With His New Mini-Album, Martin Gore Aims for the Animal That Resides in the Human Heart
More refined—if less adventurous—these days, the Depeche Mode maestro provides a glimpse into his working process with The Third Chimpanzee

As the principal songwriter in Depeche Mode, Martin Gore has had an incalculable impact on the landscape of electronic music, but he hasn’t done so without help. Gore’s best-known songs, of course, have been inhabited by Depeche Mode frontman David Gahan, who has consistently infused them with a rare combination of melodrama and raw authenticity, not to mention the powerful allure of his voice alone. Likewise, the moodiness that has always been so integral to those songs has largely come courtesy of other hands on deck: producer and Mute Records founder Daniel Miller at first, followed increasingly by the band’s one-time resident producer/multi-instrumentalist Alan Wilder who, for a 10-year stretch from 1983 to 1993, supplied the lion’s share of the sonic architecture for classic Depeche Mode albums like Music for the Masses and Violator.
Which is not at all to diminish the value of Gore’s contributions. In fact, one of Gore’s greatest strengths lies in his ability to let others like Gahan and Wilder go all-in on bringing his material to life. But even on his own—whether putting his own electro-pop stamp on a set of pop/rock covers for his 2003 full-length solo debut Counterfeit2, or unveiling his own instrumentals for his 2015 sophomore full-length MG—Gore has managed to summon the essential spirit and tone of Depeche Mode’s sound, if in more rudimentary form. For fans who find themselves craving those familiar DM ingredients, only without a strong narrative thrust, there’s probably no better place to turn than MG, which gives listeners a kind of assembly-line view of the individual motifs that comprise Gore’s vocabulary.
On his new EP The Third Chimpanzee, Gore once again reaches for his usual trademarks: the clanging of synthetic marimba-like textures (“Howler,” “Capuchin”), siren wails that conjure images of sentient machines crying out in torment (“Howler”), throbbing bass interlaced with ticking beats (“Mandrill,” “Vervet,” “Capuchin”) and—let’s not forget—melody (all of the above). Absent are the pinging synth arpeggios that mimic nylon guitar strings. (Or is it vice-versa?) Either way, Gore does splash the tracks with some typically spartan electric guitar flourishes. Longtime followers of Gore’s work, though, might find themselves thinking they’ve heard all of this before—many times. They wouldn’t be wrong.

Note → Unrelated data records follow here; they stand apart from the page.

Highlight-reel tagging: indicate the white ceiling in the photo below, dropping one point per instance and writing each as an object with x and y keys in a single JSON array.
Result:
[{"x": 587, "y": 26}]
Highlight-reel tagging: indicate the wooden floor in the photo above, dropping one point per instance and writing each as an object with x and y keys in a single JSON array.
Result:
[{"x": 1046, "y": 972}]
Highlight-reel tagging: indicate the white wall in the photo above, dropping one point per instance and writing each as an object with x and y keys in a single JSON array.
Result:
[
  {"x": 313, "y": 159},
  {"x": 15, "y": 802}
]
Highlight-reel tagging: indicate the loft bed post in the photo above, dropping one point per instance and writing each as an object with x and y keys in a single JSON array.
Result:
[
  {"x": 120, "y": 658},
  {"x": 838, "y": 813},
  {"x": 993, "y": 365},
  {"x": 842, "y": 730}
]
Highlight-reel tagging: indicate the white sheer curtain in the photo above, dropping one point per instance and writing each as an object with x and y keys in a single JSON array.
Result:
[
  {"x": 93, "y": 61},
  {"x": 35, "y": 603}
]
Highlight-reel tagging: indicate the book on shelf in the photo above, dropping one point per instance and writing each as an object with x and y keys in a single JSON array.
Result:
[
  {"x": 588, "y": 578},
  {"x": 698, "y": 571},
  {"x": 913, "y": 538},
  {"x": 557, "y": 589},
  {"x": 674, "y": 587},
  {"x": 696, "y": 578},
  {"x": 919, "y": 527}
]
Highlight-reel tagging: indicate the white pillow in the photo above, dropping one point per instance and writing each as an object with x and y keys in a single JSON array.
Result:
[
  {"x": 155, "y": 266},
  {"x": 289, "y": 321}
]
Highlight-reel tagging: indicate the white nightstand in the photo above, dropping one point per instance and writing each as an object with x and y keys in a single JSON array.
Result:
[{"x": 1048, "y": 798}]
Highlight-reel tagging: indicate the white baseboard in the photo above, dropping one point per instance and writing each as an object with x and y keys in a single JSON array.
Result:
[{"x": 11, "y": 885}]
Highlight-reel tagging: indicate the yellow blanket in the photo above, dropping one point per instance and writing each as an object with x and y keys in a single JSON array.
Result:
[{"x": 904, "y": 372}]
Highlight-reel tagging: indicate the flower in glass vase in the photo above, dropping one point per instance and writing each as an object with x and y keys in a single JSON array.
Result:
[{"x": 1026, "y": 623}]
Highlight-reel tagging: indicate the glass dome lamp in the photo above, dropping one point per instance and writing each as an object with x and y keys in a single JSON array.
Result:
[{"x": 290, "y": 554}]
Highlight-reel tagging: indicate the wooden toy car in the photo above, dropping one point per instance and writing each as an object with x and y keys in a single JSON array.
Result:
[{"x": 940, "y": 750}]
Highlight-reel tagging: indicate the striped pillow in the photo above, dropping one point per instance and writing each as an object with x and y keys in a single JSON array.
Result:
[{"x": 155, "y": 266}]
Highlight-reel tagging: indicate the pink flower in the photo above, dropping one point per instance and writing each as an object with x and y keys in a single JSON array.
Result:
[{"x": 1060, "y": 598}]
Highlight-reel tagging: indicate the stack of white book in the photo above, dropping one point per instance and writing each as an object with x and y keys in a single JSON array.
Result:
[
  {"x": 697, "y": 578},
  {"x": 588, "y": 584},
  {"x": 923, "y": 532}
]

At first, listeners will have to squint for indications that Chimpanzee offers anything that Gore didn’t already serve up on MG. And, at just five tracks to MG’s 16, it’s easy to get the impression that Gore, admittedly at something of a creative ebb from being stuck at home all day lately, was content to half-ass it through a handful of instrumentals just to fight off boredom at a time when he wasn’t feeling inspired to write any lyrics. Perhaps Gore didn’t have anything to say here? Well, appearances can be deceiving. Where each MG track consisted, more or less, of a repeating pattern that had yet to be stripped down to a hook and re-assembled into a proper backing track for a song, The Third Chimpanzee integrates those ideas into seemingly simple pieces of music. To put it another way, you can look at MG as a complete album’s worth of the demos Gore would present for a Depeche Mode record, whereas The Third Chimpanzee stands on its own.
Sure, longtime fans will find themselves playing an involuntary game of “name that tune” with all the elements here that could have been lifted straight from the DM repertoire. Over time, though, these new tracks reveal a delicate interplay of moving parts. On “Mandrill,” for example, Gore puts together a rhythmic jigsaw puzzle out of deep-pitched bass pulses, tap-dancing percussion, cymbal slurs, echoing thunder claps, synth gurgles, ghostly fumes and an alternating three- and five-note “guitar” hook. Not only do all the parts fit perfectly, but they also push and pull against one another so as to induce a not-unpleasant sensation of being spun around and tugged on by multiple pairs of hands—but that’s only if you stop to pay attention. The more immediate reaction is to want to dance.